Molecular Oncology Laboratory, Medical Oncology Department, Hospital Clinico San Carlos, Instituto de Investigacion Sanitaria del Hospital Clinico San Carlos (IdISSC), C/ Martin Lagos s/n, Madrid, 28040, Spain.
BMC Cancer. 2012 Jun 19;12:260. doi: 10.1186/1471-2407-12-260.
Colon cancer patients with the same stage show diverse clinical behavior due to tumor heterogeneity. We aimed to discover distinct classes of tumors based on microarray expression patterns, to analyze whether the molecular classification correlated with the histopathological stages or other clinical parameters and to study differences in the survival.
Hierarchical clustering was performed for class discovery in 88 colon tumors (stages I to IV). Pathways analysis and correlations between clinical parameters and our classification were analyzed. Tumor subtypes were validated using an external set of 78 patients. A 167 gene signature associated to the main subtype was generated using the 3-Nearest-Neighbor method. Coincidences with other prognostic predictors were assesed.
Hierarchical clustering identified four robust tumor subtypes with biologically and clinically distinct behavior. Stromal components (p < 0.001), nuclear β-catenin (p = 0.021), mucinous histology (p = 0.001), microsatellite-instability (p = 0.039) and BRAF mutations (p < 0.001) were associated to this classification but it was independent of Dukes stages (p = 0.646).
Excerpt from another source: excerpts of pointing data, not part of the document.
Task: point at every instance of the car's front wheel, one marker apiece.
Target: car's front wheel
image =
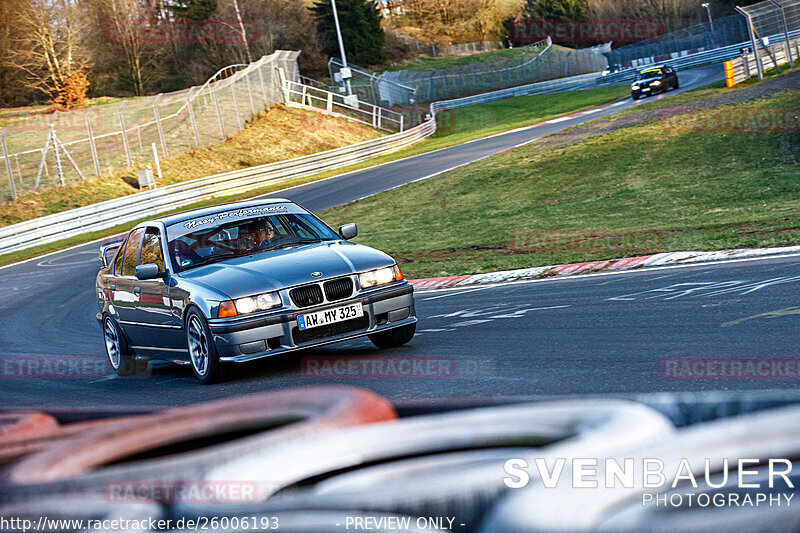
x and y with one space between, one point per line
202 351
117 350
394 337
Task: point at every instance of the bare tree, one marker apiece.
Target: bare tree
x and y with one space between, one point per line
48 46
126 24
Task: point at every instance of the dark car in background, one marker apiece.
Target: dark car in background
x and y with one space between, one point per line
654 80
242 281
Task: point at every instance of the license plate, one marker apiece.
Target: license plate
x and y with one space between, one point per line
330 316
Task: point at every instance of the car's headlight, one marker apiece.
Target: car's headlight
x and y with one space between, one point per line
250 304
381 276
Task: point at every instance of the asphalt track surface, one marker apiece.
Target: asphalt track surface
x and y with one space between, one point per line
614 333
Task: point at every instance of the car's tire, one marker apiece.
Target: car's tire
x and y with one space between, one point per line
394 337
203 354
119 355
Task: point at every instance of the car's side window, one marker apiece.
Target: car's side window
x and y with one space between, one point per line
118 259
131 252
151 249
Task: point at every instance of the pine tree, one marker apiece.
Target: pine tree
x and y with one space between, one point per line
362 34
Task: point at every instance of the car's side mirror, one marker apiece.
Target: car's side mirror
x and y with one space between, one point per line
148 271
107 252
348 231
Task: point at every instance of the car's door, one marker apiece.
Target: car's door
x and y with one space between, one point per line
155 322
122 295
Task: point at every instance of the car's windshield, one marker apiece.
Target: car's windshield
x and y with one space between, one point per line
649 74
234 233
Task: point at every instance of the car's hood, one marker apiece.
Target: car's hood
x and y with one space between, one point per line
648 80
277 269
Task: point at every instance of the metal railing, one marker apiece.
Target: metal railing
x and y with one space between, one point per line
65 147
313 98
149 203
717 55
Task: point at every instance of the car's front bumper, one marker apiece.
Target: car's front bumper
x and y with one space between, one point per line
245 340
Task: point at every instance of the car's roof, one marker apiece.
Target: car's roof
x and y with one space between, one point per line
204 211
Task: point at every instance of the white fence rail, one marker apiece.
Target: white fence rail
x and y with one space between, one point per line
304 96
138 206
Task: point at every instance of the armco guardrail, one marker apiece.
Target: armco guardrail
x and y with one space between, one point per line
523 90
111 213
717 55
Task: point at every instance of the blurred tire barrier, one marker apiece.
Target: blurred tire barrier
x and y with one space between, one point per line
16 425
71 508
696 519
562 428
184 443
774 433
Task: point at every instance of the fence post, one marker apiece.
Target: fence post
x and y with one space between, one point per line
236 103
219 116
250 92
788 44
263 87
92 146
8 163
191 117
158 125
124 134
59 168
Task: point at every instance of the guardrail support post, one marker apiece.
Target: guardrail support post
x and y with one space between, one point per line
8 163
158 125
751 31
191 117
92 145
219 116
124 134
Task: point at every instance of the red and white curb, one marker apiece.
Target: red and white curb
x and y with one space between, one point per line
628 263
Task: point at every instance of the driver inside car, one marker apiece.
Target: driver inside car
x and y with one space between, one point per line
264 234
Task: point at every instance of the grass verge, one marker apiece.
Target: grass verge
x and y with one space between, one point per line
277 134
640 190
456 127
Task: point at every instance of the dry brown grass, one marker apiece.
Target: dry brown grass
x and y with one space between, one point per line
278 134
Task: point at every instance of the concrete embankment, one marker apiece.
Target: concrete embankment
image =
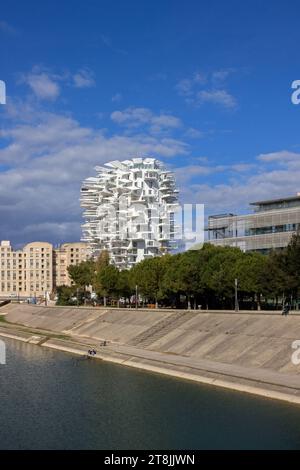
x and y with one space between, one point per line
247 351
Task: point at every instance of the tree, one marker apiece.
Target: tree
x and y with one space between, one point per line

Molecular subtypes were established from stage I. High-stroma-subtype showed increased levels of genes and altered pathways distinctive of tumour-associated-stroma and components of the extracellular matrix in contrast to Low-stroma-subtype. Mucinous-subtype was reflected by the increased expression of trefoil factors and mucins as well as by a higher proportion of MSI and BRAF mutations. Tumor subtypes were validated using an external set of 78 patients. A 167 gene signature associated to the Low-stroma-subtype distinguished low risk patients from high risk patients in the external cohort (Dukes B and C:HR = 8.56(2.53-29.01); Dukes B,C and D:HR = 1.87(1.07-3.25)). Eight different reported survival gene signatures segregated our tumors into two groups the Low-stroma-subtype and the other tumor subtypes.
We have identified novel molecular subtypes in colon cancer with distinct biological and clinical behavior that are established from the initiation of the tumor. Tumor microenvironment is important for the classification and for the malignant power of the tumor. Differential gene sets and biological pathways characterize each tumor subtype reflecting underlying mechanisms of carcinogenesis that may be used for the selection of targeted therapeutic procedures. This classification may contribute to an improvement in the management of the patients with CRC and to a more comprehensive prognosis.
由于肿瘤异质性,具有相同分期的结肠癌患者表现出不同的临床行为。我们旨在根据微阵列表达模式发现不同的肿瘤类别,分析分子分类是否与组织病理学分期或其他临床参数相关,以及研究生存差异。
对 88 例结肠癌(I 至 IV 期)进行分层聚类以进行分类发现。分析了途径分析和临床参数与我们分类之间的相关性。使用外部的 78 例患者组验证肿瘤亚型。使用 3 最近邻方法生成与主要亚型相关的 167 个基因特征。评估与其他预后预测因子的一致性。
分层聚类确定了四种具有生物学和临床特征的稳健肿瘤亚型。基质成分(p<0.001)、核 β-连环蛋白(p=0.021)、黏液组织学(p=0.001)、微卫星不稳定性(p=0.039)和 BRAF 突变(p<0.001)与该分类相关,但与 Dukes 分期无关(p=0.646)。分子亚型从 I 期建立。高基质亚型表现出高水平的基因和改变的途径,这些途径与肿瘤相关基质和细胞外基质的成分不同,而低基质亚型则不同。黏液亚型表现为三叶因子和黏蛋白的表达增加,以及更高比例的微卫星不稳定性和 BRAF 突变。使用外部的 78 例患者组验证了肿瘤亚型。与低风险患者相比,低基质亚型相关的 167 个基因特征在外部队列中区分了高风险患者(Dukes B 和 C:HR=8.56(2.53-29.01);Dukes B、C 和 D:HR=1.87(1.07-3.25))。八种不同的报道的生存基因特征将我们的肿瘤分为两组:低基质亚型和其他肿瘤亚型。
我们已经确定了结肠癌中的新型分子亚型,这些亚型具有不同的生物学和临床行为,这些行为是从肿瘤的起始就建立的。肿瘤微环境对分类和肿瘤的恶性程度很重要。差异基因集和生物学途径描述了每个肿瘤亚型,反映了致癌发生的潜在机制,这些机制可能用于选择靶向治疗程序。这种分类可能有助于改善 CRC 患者的管理,并提供更全面的预后。